On a like-for-like basis, rental income from these retailers increased by 3.2%. This growth was muted due to Standard Bank and Nedbank vacating two of the group’s buildings.

Octodec’s portfolio of retail shopping centres, mainly convenience shopping centres making up 12.3% of the total portfolio, continued to perform strongly, with vacancies at 6.4% and excluding Killarney Mall, at 0.1%. Rental income from shopping centres, including Killarney Mall, increased by 3.6% on a like-for-like basis.

The group’s office rental income fell 5.4%. Given the oversupply in the sector generally, Octodec was considering disposing or converting and repurposing some of its office buildings.

Parking income increased by 1% and, on a like-for-like basis, by 4.3%.

The industrial portfolio of smaller warehouses and light industry performed relatively well and on a like-for-like basis rental income increased by 7.8%.

Property operating expenses increased 1.1%, a small increase due largely to a reduction in assessment rates because of the favourable outcome of several municipal appeals, as well as the resolution of various municipal accounts under dispute, resulting in credits to the company.

Bad debts decreased to 1.5% of gross revenue compared to 1.9% the prior period. These gains were offset by an increased number of scheduled maintenance projects, as well as an increase in generator costs to R6.9m from R1m.

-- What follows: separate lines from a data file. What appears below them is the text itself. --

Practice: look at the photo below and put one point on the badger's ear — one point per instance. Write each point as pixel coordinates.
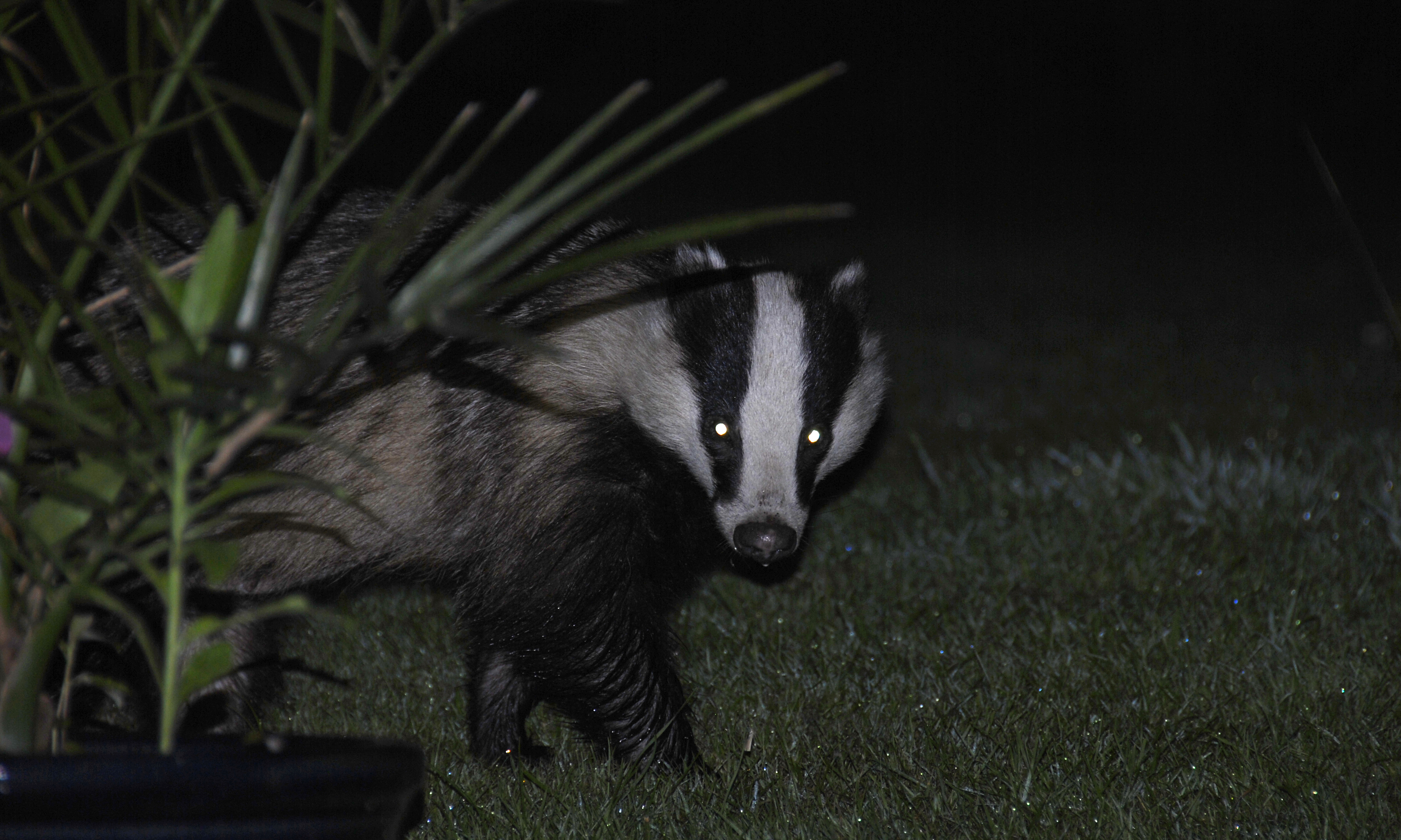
(850, 286)
(691, 259)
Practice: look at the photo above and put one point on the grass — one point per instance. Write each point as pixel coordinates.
(1148, 639)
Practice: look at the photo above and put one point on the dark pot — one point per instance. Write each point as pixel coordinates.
(222, 787)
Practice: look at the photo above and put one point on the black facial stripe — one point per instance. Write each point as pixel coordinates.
(833, 338)
(714, 318)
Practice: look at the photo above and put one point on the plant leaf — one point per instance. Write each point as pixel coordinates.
(54, 521)
(216, 558)
(218, 279)
(206, 667)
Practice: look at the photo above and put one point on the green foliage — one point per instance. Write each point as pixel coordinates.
(138, 474)
(1092, 643)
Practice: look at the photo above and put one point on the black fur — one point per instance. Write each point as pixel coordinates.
(565, 530)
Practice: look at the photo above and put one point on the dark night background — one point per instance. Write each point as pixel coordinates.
(1004, 157)
(1030, 178)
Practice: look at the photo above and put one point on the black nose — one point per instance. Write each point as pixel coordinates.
(765, 541)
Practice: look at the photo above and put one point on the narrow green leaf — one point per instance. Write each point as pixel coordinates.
(326, 79)
(265, 107)
(216, 558)
(97, 478)
(711, 227)
(269, 241)
(89, 66)
(310, 22)
(55, 521)
(205, 667)
(289, 61)
(218, 279)
(291, 605)
(585, 208)
(100, 597)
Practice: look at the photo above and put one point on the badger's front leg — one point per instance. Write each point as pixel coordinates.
(611, 674)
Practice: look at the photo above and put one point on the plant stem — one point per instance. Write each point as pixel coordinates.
(182, 447)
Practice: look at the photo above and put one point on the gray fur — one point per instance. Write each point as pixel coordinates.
(569, 500)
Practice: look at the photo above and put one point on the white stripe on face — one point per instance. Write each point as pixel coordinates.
(771, 418)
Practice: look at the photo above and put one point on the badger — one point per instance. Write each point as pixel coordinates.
(679, 421)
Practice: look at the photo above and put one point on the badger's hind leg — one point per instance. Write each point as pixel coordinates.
(625, 695)
(611, 674)
(502, 699)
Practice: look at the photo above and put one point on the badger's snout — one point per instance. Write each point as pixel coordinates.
(765, 541)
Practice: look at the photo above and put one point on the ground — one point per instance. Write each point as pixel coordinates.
(1107, 576)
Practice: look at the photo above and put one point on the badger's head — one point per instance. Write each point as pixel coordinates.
(785, 383)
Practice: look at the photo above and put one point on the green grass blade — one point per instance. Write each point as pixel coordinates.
(388, 240)
(498, 226)
(396, 240)
(289, 61)
(711, 227)
(253, 101)
(303, 17)
(87, 65)
(31, 189)
(100, 597)
(588, 206)
(326, 80)
(228, 136)
(269, 243)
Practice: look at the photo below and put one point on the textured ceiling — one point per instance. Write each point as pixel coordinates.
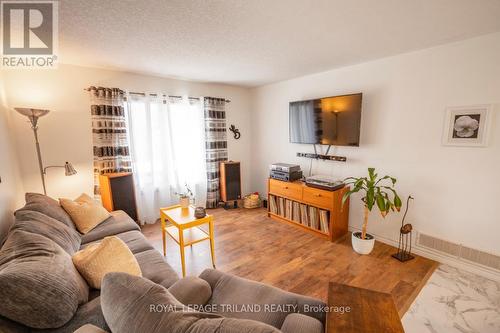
(254, 42)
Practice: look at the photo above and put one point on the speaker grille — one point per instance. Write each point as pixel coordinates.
(231, 182)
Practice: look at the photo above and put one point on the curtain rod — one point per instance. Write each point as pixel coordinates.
(173, 96)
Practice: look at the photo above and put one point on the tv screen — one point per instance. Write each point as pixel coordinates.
(328, 121)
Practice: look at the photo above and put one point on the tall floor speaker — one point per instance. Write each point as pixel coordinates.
(230, 182)
(118, 193)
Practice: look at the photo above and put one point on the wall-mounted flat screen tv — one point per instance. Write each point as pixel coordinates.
(329, 121)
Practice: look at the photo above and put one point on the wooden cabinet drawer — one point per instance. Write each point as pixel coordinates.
(317, 197)
(286, 189)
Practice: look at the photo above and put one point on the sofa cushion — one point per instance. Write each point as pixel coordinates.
(299, 323)
(48, 288)
(109, 255)
(133, 304)
(37, 223)
(118, 222)
(85, 212)
(230, 289)
(191, 290)
(154, 268)
(48, 206)
(135, 241)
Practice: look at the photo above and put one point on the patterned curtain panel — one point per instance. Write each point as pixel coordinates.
(216, 145)
(109, 133)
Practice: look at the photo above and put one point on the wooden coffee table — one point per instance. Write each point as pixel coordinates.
(364, 311)
(185, 230)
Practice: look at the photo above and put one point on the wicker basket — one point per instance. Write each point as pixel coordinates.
(251, 201)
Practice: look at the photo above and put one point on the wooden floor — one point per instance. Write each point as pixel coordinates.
(251, 245)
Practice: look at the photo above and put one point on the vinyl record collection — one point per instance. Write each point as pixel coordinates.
(309, 216)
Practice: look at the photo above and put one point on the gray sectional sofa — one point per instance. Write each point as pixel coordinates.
(41, 291)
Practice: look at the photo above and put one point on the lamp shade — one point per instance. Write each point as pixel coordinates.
(32, 114)
(69, 170)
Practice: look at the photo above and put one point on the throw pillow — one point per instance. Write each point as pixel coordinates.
(133, 304)
(191, 290)
(110, 255)
(85, 212)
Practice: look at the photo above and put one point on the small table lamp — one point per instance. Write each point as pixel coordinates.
(33, 115)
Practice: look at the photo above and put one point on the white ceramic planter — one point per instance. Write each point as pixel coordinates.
(362, 246)
(184, 202)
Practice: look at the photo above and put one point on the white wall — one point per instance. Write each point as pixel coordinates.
(456, 189)
(65, 134)
(11, 189)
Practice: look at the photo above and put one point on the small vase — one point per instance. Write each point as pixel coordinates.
(362, 246)
(184, 202)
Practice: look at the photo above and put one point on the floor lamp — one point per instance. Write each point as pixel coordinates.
(33, 115)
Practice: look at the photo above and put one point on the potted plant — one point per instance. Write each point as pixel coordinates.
(185, 197)
(376, 193)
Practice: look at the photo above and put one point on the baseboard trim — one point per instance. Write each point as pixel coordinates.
(441, 257)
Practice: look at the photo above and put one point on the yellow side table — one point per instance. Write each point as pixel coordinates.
(185, 230)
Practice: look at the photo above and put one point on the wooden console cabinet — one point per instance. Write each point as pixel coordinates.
(301, 195)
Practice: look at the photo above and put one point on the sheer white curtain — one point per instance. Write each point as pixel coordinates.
(167, 142)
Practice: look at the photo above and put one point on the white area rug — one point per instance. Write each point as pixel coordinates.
(455, 301)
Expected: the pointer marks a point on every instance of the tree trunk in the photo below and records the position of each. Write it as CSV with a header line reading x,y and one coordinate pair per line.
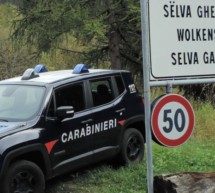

Property costs improved marginally due to improved occupancy, which translates into higher revenue, and the reversal of certain provisions due to the successful outcome of assessment rate appeals and utility disputes and, as a result, a lower cost-to-income ratio.

“Octodec managed to contain most property costs through hands-on management of property expenditure, driving efficiencies where possible, but at the same time ensuring that its buildings remain well maintained and attractive to its tenants,” the directors said.

Administration and corporate expenses increased 21.1% to R46.8m. The group said included in these expenses was an incentive fee of R6.7m paid to City Property, as a result of City Property achieving its property management performance hurdle rate for the 2022 financial year. Excluding this incentive fee, the administrative costs would have increased by 6%.